Text available at Wikisource
- Country: United States
- Language: English
- Genres: Satirical Short story

Publication
- Published in: Saturday Chronicle and Mirror of the Times
- Media type: Print (newspaper)
- Publication date: 1839

= The Devil in the Belfry =

Short story by Edgar Allan Poe

"The Devil in the Belfry" is a satirical short story by Edgar Allan Poe. It was first published in 1839.

==Plot summary==
In an isolated town called Vondervotteimittiss (wonder-what-time-it-is), the punctilious inhabitants seem to be concerned with nothing but clocks and cabbage. This methodical, boring and quiet little borough is devastated by the arrival of a devilish figure playing a big fiddle who comes straight down from a hill, goes into the belltower, brutally attacks the belfry-man and rings thirteen o'clock, to the horror of the town's inhabitants.

==Analysis==
The devil character can be seen as the bringer of chaos to an ordered system. In the context of the story, the devil is a troublemaker who destroys the serenity of tradition. However, in that Poe mocks the town's ridiculous traditions, it can be interpreted that the devil is a violent force of change, originality and creativity in an otherwise stagnant environment.

Some have claimed the story to be political satire making fun of the United States President Martin Van Buren, who was of Dutch descent like the inhabitants of Vondervotteimittis. However, aside from Dutch caricatures used for humor, the story does not seem to mock any particular target. In A Companion to Poe Studies it is noted, "Poe introduced numerous details to make contemporaries think of the president. But the story is not therefore a political satire, for Poe said such stories hit out in all directions ... Moreover, Poe's literary play, his pleasure at creating connections, seems more important than is any single 'target' of satire."
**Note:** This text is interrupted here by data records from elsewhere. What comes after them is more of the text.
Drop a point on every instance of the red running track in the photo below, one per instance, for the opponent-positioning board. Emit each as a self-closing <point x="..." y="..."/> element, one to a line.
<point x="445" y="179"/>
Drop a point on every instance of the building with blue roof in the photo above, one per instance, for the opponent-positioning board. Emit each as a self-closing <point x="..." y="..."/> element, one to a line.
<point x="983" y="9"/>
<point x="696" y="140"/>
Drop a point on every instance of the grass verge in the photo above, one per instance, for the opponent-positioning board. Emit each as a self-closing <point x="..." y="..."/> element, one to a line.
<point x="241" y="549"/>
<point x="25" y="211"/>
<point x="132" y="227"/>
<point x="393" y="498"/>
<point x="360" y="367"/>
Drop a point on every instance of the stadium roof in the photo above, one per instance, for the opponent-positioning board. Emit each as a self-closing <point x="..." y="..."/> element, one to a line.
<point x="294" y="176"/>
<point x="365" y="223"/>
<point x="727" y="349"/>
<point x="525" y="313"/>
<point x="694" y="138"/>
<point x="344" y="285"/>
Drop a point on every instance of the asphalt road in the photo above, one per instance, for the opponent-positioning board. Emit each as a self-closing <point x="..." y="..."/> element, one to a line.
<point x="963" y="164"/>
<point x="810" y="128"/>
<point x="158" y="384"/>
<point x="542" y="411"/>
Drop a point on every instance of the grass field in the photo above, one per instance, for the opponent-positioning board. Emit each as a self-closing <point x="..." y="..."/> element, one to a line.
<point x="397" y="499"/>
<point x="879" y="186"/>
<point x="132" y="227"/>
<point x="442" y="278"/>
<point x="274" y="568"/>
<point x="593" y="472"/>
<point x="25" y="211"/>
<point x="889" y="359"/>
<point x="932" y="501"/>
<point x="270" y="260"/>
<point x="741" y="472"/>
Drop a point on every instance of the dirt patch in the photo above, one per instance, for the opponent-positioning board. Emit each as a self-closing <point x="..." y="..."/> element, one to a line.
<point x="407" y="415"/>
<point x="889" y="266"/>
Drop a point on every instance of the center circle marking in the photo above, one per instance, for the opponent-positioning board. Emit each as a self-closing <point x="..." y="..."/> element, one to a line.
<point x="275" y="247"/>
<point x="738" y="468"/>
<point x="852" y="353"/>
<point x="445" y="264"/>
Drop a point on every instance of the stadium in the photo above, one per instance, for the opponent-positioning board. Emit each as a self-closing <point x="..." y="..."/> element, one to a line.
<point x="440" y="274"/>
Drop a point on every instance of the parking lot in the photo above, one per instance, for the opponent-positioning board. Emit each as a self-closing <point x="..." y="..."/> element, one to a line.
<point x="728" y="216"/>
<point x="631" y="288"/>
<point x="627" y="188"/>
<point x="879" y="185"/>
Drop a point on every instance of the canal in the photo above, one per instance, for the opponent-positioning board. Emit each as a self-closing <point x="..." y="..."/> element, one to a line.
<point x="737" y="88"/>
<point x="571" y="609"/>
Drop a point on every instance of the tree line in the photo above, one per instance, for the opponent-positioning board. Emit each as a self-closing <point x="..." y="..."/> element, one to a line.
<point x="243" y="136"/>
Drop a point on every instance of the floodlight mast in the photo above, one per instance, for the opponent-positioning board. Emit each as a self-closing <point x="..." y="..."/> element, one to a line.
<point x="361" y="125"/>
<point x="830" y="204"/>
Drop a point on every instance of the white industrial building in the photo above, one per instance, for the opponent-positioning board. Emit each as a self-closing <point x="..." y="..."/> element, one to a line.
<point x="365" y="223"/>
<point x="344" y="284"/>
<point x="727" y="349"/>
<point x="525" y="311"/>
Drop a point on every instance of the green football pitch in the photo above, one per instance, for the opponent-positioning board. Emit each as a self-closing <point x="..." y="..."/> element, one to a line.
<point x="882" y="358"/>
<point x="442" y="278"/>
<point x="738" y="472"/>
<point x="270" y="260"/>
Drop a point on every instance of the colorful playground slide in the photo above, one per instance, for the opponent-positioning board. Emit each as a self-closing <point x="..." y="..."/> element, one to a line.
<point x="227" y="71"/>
Critics often compare the tale to another New York satire, A History of New York, written by Washington Irving under the pseudonym "Diedrich Knickerbocker".

==Publication history==
The story was first published in the May 18, 1839 issue of Philadelphia's Saturday Chronicle and Mirror of the Times.

There are many famous illustrations for this short tale, including one by the Italian engraver Alberto Martini, which is very accurate in describing the final moment, and another by the Belgian artist James Ensor, which illustrates the moment when the stranger arrives in town.

==Adaptations==
Between 1902 and 1911 or 1912, French composer Claude Debussy worked on a one-act opera based on "The Devil in the Belfry", Le diable dans le beffroi. This short opera was to be presented with La chute de la maison Usher, another one-act opera based on Poe's "The Fall of the House of Usher". For his adaptation of "The Devil in the Belfry", Debussy said he wanted to create "a happy blending of the real and the fantastic". His version of the devil, he said, would "put an end to the idea that the devil is the spirit of evil. He is simply the spirit of contradiction." Debussy's character of the devil was not intended to speak or sing, only whistle.

The story was also the subject of an opera by Italian composer Adriano Lualdi, premiered in 1925.

==Influence on popular culture==
- The title of the rock group Black Rebel Motorcycle Club's 2010 album Beat the Devil's Tattoo was derived from a line in "The Devil in the Belfry".
- The 2011 Francis Ford Coppola film Twixt depicts a town with a seven-faced clock tower and claims that Poe wrote his short story as a result of his overnight stay in the town.